Last month, Roscosmos tweeted a video of the October 11 failed Soyuz rocket launch that forced NASA astronaut Nick Hague and Russian cosmonaut Alexey Ovchinin into making a harrowing emergency landing.
It is the first mission since an aborted launch in October.
Russian Federation said last month the launch of the Soyuz rocket failed because of a sensor that was damaged during assembly at the Baikonur cosmodrome, but officials insisted the spacecraft remains reliable.
American Anne McClain, Canadian David Saint-Jacques and Russian Oleg Kononenko successfully took off from the Baikonur Cosmodrome in Kazakhstan on Monday on their way to the International Space Station.
Nasa administrator, Jim Bridenstine confirmed on Twitter that the crew were "safely in orbit" and thanked the United States and Russian teams "for their dedication to making this launch a success". Kononenko and Saint-Jacques were the backup crew members for the previous MS-10 mission which ended with a booster separation failure.
"Risk is part of our profession", the 54-year-old said at a press conference.
After NASA retired the Space Shuttle in 2011, Russian Soyuz rockets have been the only way to get people to the International Space Station.
Their Soyuz MS-11 spacecraft entered a designated orbit just under nine minutes after the launch and is set to dock at the space outpost in about six hours after making four orbits of the Earth.
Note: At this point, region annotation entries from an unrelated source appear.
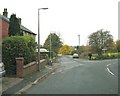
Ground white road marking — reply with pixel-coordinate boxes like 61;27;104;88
107;64;115;75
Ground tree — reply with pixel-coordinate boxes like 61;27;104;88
59;45;73;55
43;33;63;54
8;14;23;36
88;29;113;55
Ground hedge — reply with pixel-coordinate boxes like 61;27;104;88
2;36;35;75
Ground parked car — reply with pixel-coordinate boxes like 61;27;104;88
0;62;6;77
73;53;79;58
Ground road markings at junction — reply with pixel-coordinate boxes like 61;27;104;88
107;64;115;75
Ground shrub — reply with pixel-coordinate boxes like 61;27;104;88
2;36;35;75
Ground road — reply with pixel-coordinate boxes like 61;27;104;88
26;55;118;94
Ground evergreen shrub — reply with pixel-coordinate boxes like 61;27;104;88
2;36;35;75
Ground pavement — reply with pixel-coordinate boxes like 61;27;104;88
2;63;58;96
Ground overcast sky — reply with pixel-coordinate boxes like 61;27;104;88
0;0;119;46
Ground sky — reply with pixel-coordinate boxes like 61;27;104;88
0;0;119;46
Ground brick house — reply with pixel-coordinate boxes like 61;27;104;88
0;8;37;40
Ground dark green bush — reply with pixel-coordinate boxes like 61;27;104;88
2;36;35;75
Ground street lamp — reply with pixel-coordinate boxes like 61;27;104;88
38;8;48;71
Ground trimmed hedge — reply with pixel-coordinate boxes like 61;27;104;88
2;36;35;75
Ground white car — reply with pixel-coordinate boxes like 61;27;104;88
0;62;6;77
73;53;79;58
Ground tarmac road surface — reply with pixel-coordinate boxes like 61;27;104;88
25;55;118;94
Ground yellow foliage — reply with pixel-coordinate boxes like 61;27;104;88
59;45;73;55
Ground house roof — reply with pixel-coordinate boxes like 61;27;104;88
0;14;37;35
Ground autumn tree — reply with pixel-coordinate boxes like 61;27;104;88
43;33;62;54
8;14;23;36
88;29;113;55
59;45;73;55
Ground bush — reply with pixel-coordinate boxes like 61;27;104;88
2;36;35;75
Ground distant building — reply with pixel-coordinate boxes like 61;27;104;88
0;8;37;40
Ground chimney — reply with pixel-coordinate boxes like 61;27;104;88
3;8;8;17
18;18;21;24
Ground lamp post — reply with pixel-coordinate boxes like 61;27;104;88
38;8;48;71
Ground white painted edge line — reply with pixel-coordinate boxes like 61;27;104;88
107;64;115;75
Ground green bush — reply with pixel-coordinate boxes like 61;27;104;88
2;36;35;75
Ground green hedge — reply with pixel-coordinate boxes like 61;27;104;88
2;36;35;75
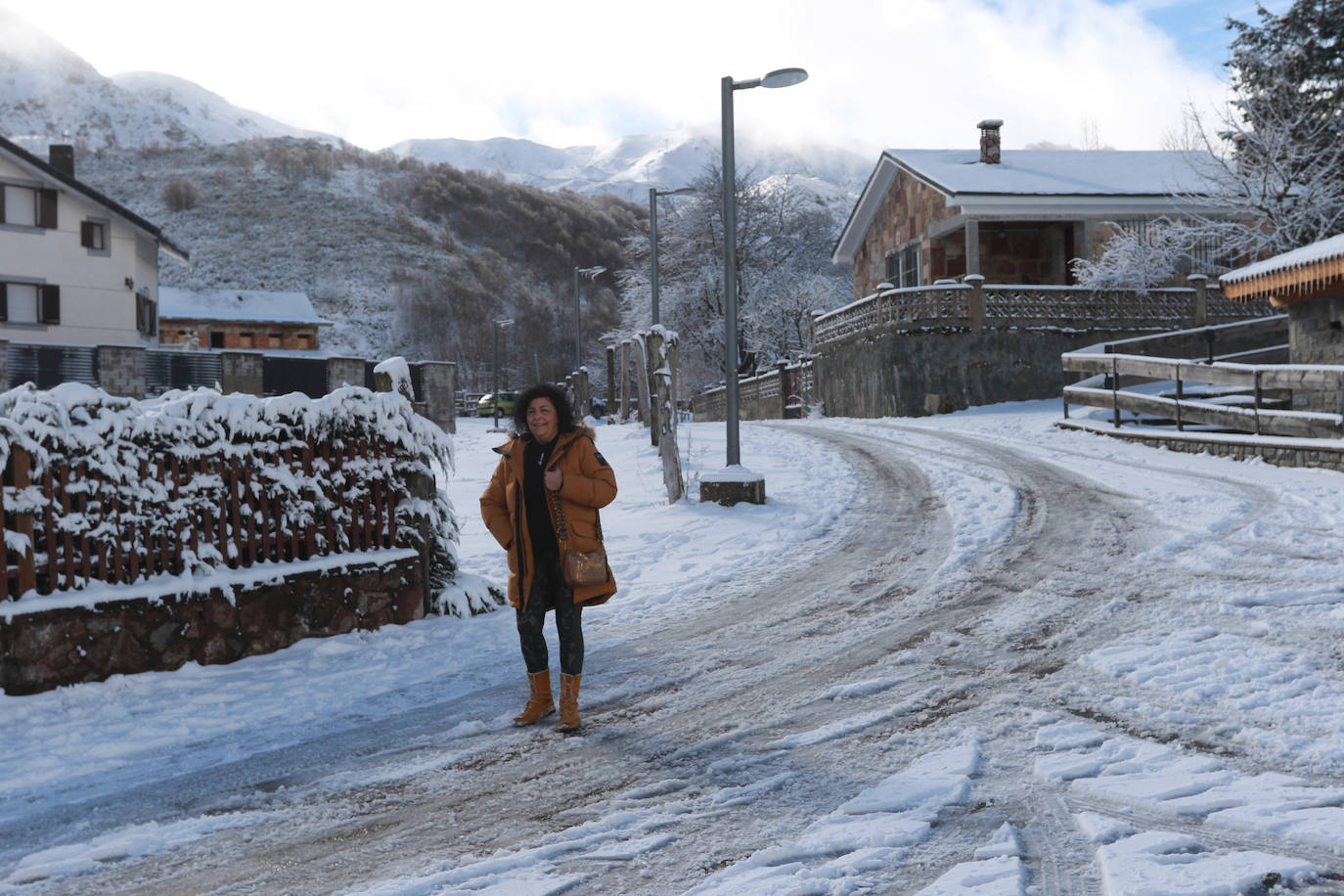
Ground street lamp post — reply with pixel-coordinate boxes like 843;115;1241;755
492;318;514;429
650;187;694;327
701;68;808;504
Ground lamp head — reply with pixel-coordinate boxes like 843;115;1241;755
761;68;808;87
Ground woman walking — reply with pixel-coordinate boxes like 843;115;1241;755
481;382;615;732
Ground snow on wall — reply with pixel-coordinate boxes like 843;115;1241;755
0;382;457;584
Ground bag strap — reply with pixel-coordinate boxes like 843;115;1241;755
542;485;605;544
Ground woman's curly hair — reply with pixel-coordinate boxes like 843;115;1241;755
514;382;578;439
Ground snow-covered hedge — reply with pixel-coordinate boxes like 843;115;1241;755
0;382;457;589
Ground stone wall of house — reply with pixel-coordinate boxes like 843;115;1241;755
98;345;145;399
0;552;425;694
1287;292;1344;414
158;317;321;350
812;328;1135;418
853;170;966;299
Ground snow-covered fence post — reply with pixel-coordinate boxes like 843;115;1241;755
421;361;457;432
621;338;630;424
630;334;658;445
1186;274;1208;327
648;327;686;504
606;345;615;417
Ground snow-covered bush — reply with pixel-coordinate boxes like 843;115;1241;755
0;382;457;587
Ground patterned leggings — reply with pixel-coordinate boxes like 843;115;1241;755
516;557;583;676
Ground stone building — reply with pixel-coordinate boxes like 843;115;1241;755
158;287;332;350
832;119;1226;298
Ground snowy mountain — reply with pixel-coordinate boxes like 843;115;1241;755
0;10;320;155
389;126;876;202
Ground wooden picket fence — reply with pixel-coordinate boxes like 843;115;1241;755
0;439;399;601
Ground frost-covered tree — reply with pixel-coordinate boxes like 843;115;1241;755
621;164;849;381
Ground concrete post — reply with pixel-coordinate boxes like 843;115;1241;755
421;361;457;432
98;345;145;400
644;329;658;447
606;345;615;417
621;338;630;424
327;357;364;395
219;352;260;395
1186;274;1208;327
965;274;985;334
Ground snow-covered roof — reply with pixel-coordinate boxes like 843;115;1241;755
1218;234;1344;305
158;287;332;327
832;149;1218;265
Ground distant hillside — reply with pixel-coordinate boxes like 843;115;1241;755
389;127;876;203
75;138;647;385
0;10;322;155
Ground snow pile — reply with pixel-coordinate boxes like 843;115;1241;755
0;382;457;587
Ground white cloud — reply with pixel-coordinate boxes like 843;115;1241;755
8;0;1222;151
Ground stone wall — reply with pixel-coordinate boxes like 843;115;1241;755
98;345;145;399
219;352;260;395
812;328;1155;418
0;551;425;694
1287;292;1344;414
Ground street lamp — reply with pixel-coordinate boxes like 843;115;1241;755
493;318;514;429
574;265;606;374
720;68;808;501
650;187;694;327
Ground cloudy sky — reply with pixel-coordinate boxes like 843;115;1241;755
0;0;1287;151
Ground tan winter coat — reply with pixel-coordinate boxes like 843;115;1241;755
481;426;615;608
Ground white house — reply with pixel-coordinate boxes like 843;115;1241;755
0;137;188;348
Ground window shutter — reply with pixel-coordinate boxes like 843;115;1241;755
37;190;57;230
37;284;61;324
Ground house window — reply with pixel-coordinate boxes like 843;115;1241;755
0;284;61;324
79;220;108;252
136;292;158;336
0;184;57;230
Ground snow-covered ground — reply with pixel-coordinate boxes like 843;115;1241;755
0;402;1344;895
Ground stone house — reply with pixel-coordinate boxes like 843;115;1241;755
0;137;188;346
832;119;1226;298
158;287;332;350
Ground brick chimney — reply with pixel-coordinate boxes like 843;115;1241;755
976;118;1004;165
47;144;75;177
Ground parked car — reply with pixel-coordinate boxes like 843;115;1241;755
475;392;517;417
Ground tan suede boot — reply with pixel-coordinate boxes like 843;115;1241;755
555;672;583;732
514;669;555;727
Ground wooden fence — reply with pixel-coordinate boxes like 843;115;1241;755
1060;316;1344;439
0;439;398;601
812;278;1273;349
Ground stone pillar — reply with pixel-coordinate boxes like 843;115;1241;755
1186;274;1208;327
606;345;615;417
965;274;985;334
421;361;457;432
98;345;145;399
327;357;364;393
966;219;980;274
219;352;260;395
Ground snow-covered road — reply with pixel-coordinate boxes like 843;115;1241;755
0;403;1344;895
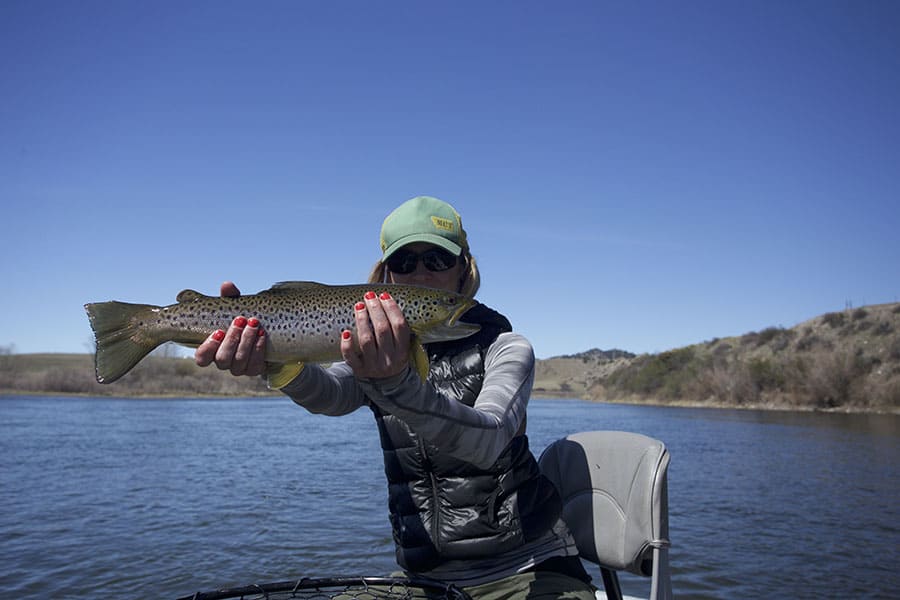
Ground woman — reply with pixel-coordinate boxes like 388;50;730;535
196;196;594;600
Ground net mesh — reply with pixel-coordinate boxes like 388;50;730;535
178;577;471;600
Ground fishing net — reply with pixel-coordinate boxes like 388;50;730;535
178;577;471;600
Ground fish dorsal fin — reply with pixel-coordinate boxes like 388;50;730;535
260;281;328;294
175;290;206;304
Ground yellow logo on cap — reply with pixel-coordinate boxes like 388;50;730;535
431;217;456;233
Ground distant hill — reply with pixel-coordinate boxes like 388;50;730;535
535;303;900;413
0;303;900;414
0;354;275;397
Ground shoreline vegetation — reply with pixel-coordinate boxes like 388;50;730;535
0;303;900;414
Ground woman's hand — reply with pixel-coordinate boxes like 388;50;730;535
341;292;411;379
194;281;266;376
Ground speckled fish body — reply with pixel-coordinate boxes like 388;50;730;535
85;282;479;383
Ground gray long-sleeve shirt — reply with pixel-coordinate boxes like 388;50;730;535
282;333;577;586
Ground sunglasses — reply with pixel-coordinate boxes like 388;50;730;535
387;248;457;275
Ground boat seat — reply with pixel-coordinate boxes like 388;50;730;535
539;431;672;600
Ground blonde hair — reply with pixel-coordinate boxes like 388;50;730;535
367;250;481;298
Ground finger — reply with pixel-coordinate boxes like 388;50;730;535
231;318;259;375
246;319;266;375
341;329;363;371
219;281;241;298
365;292;396;354
194;329;225;367
356;302;378;360
216;317;247;371
379;292;410;354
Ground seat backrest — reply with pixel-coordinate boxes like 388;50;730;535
540;431;669;577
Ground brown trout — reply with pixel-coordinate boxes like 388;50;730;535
84;281;480;388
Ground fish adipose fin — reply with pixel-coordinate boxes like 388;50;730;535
84;302;162;383
266;363;304;390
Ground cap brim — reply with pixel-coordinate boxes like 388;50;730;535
381;233;462;262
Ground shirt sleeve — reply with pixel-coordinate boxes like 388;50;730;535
281;362;366;417
359;333;534;468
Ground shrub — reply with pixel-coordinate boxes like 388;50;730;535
822;313;847;329
747;357;785;391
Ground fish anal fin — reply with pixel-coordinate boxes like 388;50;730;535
266;363;304;390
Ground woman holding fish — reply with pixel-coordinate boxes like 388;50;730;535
196;196;594;600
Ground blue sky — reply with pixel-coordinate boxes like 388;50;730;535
0;0;900;358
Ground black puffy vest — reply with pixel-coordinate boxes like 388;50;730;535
371;304;561;572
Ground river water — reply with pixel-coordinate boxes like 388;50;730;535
0;397;900;599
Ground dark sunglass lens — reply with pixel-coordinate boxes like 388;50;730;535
422;248;456;271
387;248;456;275
388;252;419;275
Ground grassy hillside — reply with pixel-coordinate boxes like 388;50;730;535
536;304;900;413
0;354;272;396
0;304;900;413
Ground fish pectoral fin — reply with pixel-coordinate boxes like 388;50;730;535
266;362;304;390
413;321;481;344
409;338;431;381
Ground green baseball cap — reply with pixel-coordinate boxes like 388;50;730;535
381;196;468;261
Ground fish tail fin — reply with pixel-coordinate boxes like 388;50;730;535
84;302;166;383
409;338;431;381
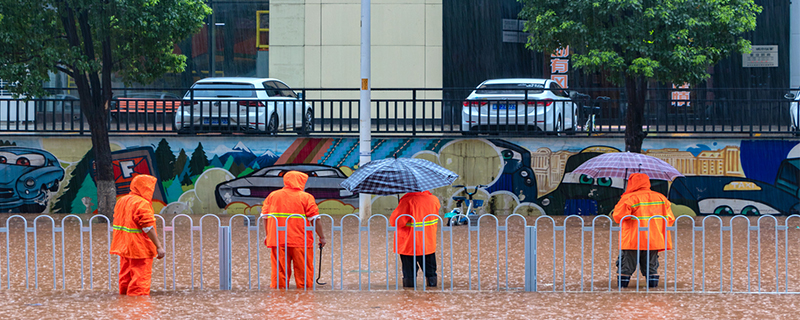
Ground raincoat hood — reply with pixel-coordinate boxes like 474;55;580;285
283;171;308;190
625;173;650;194
131;174;158;201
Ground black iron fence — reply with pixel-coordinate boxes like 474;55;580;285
0;88;800;136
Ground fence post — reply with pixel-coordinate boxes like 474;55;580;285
219;226;233;290
525;226;536;292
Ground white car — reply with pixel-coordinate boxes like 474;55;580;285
461;78;578;133
175;77;314;133
785;91;800;131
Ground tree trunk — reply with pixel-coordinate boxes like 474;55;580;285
86;104;117;220
625;76;647;153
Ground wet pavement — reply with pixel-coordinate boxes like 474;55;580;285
0;291;798;319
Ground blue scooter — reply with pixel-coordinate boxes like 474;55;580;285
444;184;486;226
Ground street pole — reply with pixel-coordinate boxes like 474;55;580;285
358;0;372;221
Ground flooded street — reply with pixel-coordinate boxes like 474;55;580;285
0;291;798;319
0;215;800;319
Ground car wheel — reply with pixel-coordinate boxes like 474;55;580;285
742;206;761;216
714;206;733;216
267;114;278;134
297;110;314;134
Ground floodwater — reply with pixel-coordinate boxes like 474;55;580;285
0;215;800;319
0;290;798;319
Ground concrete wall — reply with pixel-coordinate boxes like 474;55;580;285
0;136;800;220
269;0;442;98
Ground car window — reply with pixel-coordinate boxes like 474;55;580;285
264;81;281;97
275;81;297;99
475;83;544;94
313;170;339;177
186;82;256;98
550;82;569;97
0;152;46;167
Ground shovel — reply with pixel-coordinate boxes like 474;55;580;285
316;244;325;286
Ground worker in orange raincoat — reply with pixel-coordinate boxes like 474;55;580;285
613;173;675;288
110;174;165;296
261;171;327;289
389;191;441;288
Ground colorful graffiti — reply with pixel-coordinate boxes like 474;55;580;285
0;146;64;213
0;136;800;215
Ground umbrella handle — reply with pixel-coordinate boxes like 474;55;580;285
316;245;325;286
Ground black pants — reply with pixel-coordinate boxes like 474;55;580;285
617;250;658;279
400;253;436;280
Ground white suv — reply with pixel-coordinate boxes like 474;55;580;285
461;78;578;133
175;77;314;133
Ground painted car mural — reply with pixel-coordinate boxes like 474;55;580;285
0;147;64;213
486;139;537;201
215;164;358;208
537;152;668;216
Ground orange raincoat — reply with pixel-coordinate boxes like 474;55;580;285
261;171;319;248
261;171;319;289
389;191;441;256
613;173;675;251
111;174;157;259
110;174;158;296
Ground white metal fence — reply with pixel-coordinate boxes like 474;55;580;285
0;214;800;293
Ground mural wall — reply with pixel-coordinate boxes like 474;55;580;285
0;136;800;215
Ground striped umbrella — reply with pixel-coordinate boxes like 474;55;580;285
341;158;458;195
572;152;683;181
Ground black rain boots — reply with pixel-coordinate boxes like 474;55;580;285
618;276;631;288
647;274;660;288
425;277;436;288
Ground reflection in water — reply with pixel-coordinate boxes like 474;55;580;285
0;290;797;319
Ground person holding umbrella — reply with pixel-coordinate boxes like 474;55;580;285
341;157;458;287
389;191;441;288
261;171;327;289
613;173;675;288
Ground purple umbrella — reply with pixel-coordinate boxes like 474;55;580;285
572;152;683;181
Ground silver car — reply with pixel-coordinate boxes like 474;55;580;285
461;78;578;133
175;77;314;133
215;164;358;208
785;91;800;131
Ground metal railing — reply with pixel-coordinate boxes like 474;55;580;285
0;88;800;136
0;214;800;293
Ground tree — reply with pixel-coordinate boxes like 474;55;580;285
0;0;211;217
189;143;208;176
155;138;176;181
520;0;761;152
172;148;189;177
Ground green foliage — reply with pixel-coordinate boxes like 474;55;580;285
0;0;211;96
519;0;761;84
53;148;97;213
155;138;177;181
189;143;208;176
173;148;189;176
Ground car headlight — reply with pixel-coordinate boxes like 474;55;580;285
236;188;250;197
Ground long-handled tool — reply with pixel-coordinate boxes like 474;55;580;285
316;244;325;286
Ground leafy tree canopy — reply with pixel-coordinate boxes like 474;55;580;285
520;0;761;84
0;0;211;95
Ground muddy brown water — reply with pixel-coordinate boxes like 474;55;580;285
0;215;800;318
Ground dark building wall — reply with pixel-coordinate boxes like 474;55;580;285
442;0;543;99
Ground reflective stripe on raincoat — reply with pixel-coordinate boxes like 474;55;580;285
389;191;441;256
261;171;319;248
613;173;675;251
110;174;158;259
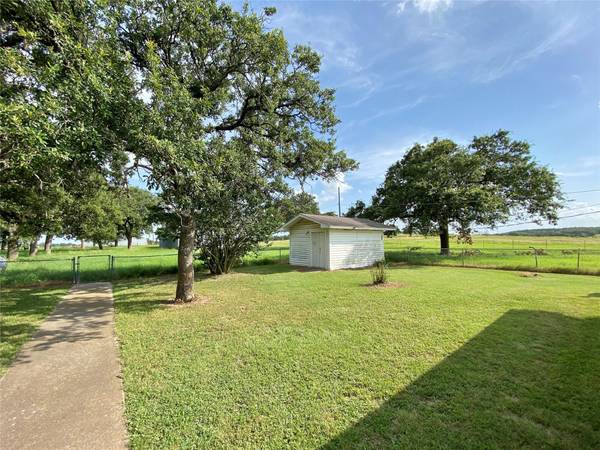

Russian Federation said last month the October launch had failed because of a sensor damaged during assembly at the Baikonur cosmodrome, but insisted the spacecraft remained reliable.
Veteran Kononenko said the crew would conduct a spacewalk on 11 December as part of an investigation into a mysterious hole that has caused an air leak on the ISS.
Saint-Jacques will be his own main subject, using his medical training to try and develop new programs to keep astronauts healthy in space.
But the space agency's chief executive, former deputy prime minister Dimitry Rogozin, has been bullish about the project, according to Russian news agency Interfax.